The purpose of this technical guidance document is to advance the appropriate use of ISM for sampling soils at waste sites and potentially contaminated land or properties. In doing so, this document addresses those challenges that constrain or prohibit use of ISM. Some of these challenges may be directly associated with ISM, but as just described, others may be associated with questions poorly addressed in traditional soil sampling approaches using discrete samples. The challenge for developing this document on ISM is quite broad. See Section 8 for a detailed discussion on regulatory challenges and survey issues regarding ISM and how they can be successfully addressed.

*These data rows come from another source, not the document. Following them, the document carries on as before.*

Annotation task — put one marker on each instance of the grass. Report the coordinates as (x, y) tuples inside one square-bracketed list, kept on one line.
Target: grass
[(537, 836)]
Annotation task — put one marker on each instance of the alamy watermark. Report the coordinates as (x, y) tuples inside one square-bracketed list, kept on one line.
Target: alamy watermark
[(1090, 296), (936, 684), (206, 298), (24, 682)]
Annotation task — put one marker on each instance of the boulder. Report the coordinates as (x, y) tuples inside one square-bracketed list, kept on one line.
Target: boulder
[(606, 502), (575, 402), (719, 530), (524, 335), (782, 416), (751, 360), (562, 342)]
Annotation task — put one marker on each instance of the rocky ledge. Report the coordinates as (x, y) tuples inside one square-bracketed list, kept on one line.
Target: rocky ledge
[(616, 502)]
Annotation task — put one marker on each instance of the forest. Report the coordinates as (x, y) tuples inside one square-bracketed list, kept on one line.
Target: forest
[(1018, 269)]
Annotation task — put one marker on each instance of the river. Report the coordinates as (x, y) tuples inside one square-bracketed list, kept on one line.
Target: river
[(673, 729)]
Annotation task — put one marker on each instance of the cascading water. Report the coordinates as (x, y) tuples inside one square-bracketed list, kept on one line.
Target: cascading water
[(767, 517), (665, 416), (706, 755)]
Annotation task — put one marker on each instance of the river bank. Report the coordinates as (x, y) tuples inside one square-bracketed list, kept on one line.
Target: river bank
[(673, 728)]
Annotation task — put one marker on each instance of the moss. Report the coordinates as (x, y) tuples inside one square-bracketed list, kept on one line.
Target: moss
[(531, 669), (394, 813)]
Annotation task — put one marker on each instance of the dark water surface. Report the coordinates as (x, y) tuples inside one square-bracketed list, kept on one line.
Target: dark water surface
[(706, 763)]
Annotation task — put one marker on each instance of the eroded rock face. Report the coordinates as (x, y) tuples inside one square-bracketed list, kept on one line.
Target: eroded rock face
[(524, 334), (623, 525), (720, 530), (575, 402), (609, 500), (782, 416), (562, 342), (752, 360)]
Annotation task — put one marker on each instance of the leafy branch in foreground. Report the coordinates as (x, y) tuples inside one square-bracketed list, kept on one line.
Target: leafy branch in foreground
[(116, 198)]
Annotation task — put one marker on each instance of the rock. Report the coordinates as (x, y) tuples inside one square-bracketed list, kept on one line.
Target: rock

While the focus of this document is on sampling shallow soils, other interests and areas, including sampling of deeper soils, are also discussed. In addition, some of the limitations associated with traditional soil sampling practices are not so much attributable to the reliance on discrete samples as they are due to the lack of clear and quantifiable sampling objectives to achieve project goals. Meeting sampling goals is discussed in Section 2 and Section 3 of the document as part of the planning process, as well as part of the sampling design.
ISM usage is increasing in the environmental field. Currently, two states, Alaska and Hawaii, use ISM based on guidance documents that each state has recently developed. In addition, USEPA SW-846 Method 8330B applies incremental sampling procedures for explosive residue field sample collection and laboratory analysis. Thus, it is timely for this document to be issued. Again, it is the intent of the ISM Team that this document advance the appropriate use of ISM, as well as to expand the list of chemical contaminants that can be addressed confidently by ISM.